Twitter is Showing That People Are Anxious and Depressed

On May 31, the most commonly used words on English language Twitter included “terrorist,” “violence” and “racist.” This was about a week after George Floyd was killed, near the start of the protests that would last all summer.

Since the beginning of the pandemic, the Hedonometer’s sadness readings have set multiple records. This year, “there was a full month — and we never see this — there was a full month of days that the Hedonometer was reading sadder than the Boston Marathon day,” Dr. Danforth said. “Our collective attention is very ephemeral. So it was really remarkable then that the instrument, for the first time, showed this sustained, depressed mood, and then it got even worse, when the protests started.”

James Pennebaker, an intellectual founder of online language analysis and a social psychologist at the University of Texas at Austin, became interested in what our choice of words reveals about ourselves — our moods, our characters — exactly at the moment when the internet was first supplying such an enormous stockpile of text to draw from and consider.

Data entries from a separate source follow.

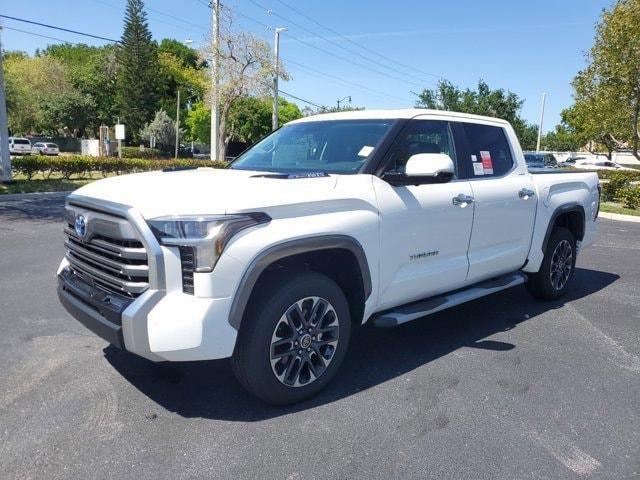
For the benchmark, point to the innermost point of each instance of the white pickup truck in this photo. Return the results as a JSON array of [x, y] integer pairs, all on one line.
[[330, 222]]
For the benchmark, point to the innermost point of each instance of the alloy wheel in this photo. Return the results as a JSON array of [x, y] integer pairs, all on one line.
[[304, 342], [561, 265]]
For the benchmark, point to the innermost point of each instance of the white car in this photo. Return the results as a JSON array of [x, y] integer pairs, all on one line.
[[19, 146], [600, 165], [330, 222], [45, 148]]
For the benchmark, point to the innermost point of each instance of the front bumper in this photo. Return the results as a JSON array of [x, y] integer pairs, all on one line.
[[99, 312], [157, 325]]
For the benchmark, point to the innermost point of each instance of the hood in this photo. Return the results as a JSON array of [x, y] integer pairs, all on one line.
[[207, 191]]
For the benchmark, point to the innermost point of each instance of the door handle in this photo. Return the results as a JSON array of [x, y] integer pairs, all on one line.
[[462, 200], [526, 193]]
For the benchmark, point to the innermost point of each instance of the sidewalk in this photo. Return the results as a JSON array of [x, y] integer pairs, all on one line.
[[619, 217]]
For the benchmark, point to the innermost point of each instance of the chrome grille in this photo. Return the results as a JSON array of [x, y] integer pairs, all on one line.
[[116, 265]]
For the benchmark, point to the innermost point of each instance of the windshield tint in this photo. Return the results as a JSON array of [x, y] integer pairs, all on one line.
[[332, 146]]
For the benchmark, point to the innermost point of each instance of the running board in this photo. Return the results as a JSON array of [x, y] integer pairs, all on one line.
[[412, 311]]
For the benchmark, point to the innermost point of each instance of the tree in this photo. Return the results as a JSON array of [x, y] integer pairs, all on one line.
[[246, 68], [92, 71], [163, 129], [248, 121], [137, 57], [69, 112], [30, 84], [482, 101], [173, 75], [607, 91]]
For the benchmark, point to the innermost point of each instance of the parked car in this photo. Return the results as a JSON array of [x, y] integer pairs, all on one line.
[[45, 148], [540, 160], [600, 165], [330, 222], [573, 160], [19, 146]]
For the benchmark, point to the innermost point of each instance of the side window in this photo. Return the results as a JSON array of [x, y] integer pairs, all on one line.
[[421, 136], [489, 150]]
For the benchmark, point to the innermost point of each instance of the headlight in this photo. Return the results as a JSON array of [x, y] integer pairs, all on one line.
[[208, 235]]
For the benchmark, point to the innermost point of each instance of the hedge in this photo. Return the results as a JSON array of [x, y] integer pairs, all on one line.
[[135, 152], [79, 165]]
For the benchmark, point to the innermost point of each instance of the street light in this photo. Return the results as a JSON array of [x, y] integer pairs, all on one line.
[[348, 97], [276, 46]]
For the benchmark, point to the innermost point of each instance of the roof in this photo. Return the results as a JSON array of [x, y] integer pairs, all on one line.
[[394, 114]]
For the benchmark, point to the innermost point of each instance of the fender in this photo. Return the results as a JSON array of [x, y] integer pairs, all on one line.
[[287, 249], [561, 210]]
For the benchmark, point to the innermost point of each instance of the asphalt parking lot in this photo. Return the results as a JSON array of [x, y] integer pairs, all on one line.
[[501, 388]]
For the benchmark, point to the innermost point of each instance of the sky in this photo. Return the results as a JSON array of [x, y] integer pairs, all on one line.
[[380, 53]]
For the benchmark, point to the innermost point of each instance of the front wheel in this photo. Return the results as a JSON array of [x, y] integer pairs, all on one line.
[[558, 265], [293, 338]]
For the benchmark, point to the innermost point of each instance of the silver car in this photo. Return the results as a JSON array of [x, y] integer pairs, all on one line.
[[45, 148]]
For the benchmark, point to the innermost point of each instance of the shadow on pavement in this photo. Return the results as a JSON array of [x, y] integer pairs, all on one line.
[[43, 207], [209, 390]]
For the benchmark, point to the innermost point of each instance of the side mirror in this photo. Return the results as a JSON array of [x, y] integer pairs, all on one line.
[[423, 168]]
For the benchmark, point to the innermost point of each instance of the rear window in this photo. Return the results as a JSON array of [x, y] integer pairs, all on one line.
[[489, 149]]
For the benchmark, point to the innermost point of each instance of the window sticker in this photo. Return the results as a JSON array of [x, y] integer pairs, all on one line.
[[365, 151], [487, 164]]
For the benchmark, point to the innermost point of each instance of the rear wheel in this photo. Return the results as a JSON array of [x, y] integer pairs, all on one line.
[[293, 339], [558, 265]]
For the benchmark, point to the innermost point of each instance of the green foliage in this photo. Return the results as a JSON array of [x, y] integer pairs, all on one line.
[[137, 56], [163, 129], [82, 166], [92, 71], [30, 84], [611, 188], [630, 196], [563, 138], [607, 91], [135, 152], [198, 122], [482, 101]]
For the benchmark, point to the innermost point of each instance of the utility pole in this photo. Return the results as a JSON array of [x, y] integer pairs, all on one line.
[[178, 123], [4, 125], [544, 98], [348, 97], [276, 46], [215, 114]]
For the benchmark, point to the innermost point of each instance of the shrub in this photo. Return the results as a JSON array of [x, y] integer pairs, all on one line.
[[630, 196], [79, 165], [135, 152]]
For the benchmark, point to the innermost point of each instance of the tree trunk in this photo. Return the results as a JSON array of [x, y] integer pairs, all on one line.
[[636, 130]]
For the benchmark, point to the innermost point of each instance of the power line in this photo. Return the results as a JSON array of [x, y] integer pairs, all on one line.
[[351, 51], [343, 81], [356, 43], [59, 28], [302, 99]]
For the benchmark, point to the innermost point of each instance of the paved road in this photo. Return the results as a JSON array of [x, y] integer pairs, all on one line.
[[504, 387]]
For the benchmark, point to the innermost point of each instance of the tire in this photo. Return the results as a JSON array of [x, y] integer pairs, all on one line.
[[560, 257], [270, 352]]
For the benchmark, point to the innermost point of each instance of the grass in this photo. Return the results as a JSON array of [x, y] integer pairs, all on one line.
[[40, 184], [612, 207]]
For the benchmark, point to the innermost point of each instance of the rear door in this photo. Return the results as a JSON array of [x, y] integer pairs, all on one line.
[[424, 229], [505, 203]]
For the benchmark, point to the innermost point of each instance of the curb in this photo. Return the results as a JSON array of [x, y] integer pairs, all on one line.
[[619, 217], [26, 196]]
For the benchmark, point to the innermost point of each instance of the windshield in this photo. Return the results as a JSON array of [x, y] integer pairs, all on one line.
[[332, 146]]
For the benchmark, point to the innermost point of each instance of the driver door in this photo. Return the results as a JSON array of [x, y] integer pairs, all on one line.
[[425, 229]]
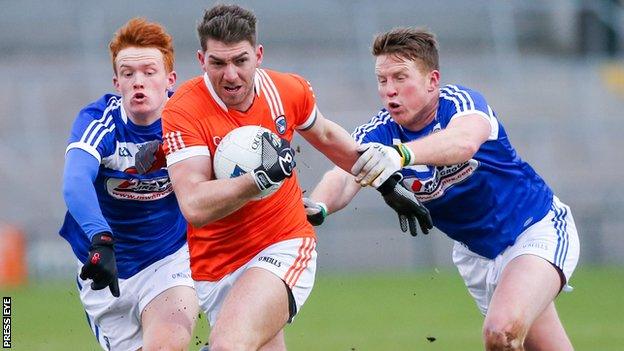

“These digital traces are markers that we’re not aware of, but they leave marks that tell us the degree to which you are avoiding things, the degree to which you are connected to people,” said Dr. Pennebaker, the author of “The Secret Life of Pronouns,” among other books. “They are telling us how you are paying attention to the world.”

But, Dr. Pennebaker said, one of the challenges of this line of research is that language itself is always evolving — and algorithms are notoriously bad at discerning context.

Take, for example, cursing. “Swear words have changed in the last 10 years,” he said, noting that now, far from necessarily being an expression of anger, cursing can be either utterly casual, or even positive, used to emphasize a point or express an enthusiasm. He is updating his electronic dictionaries accordingly.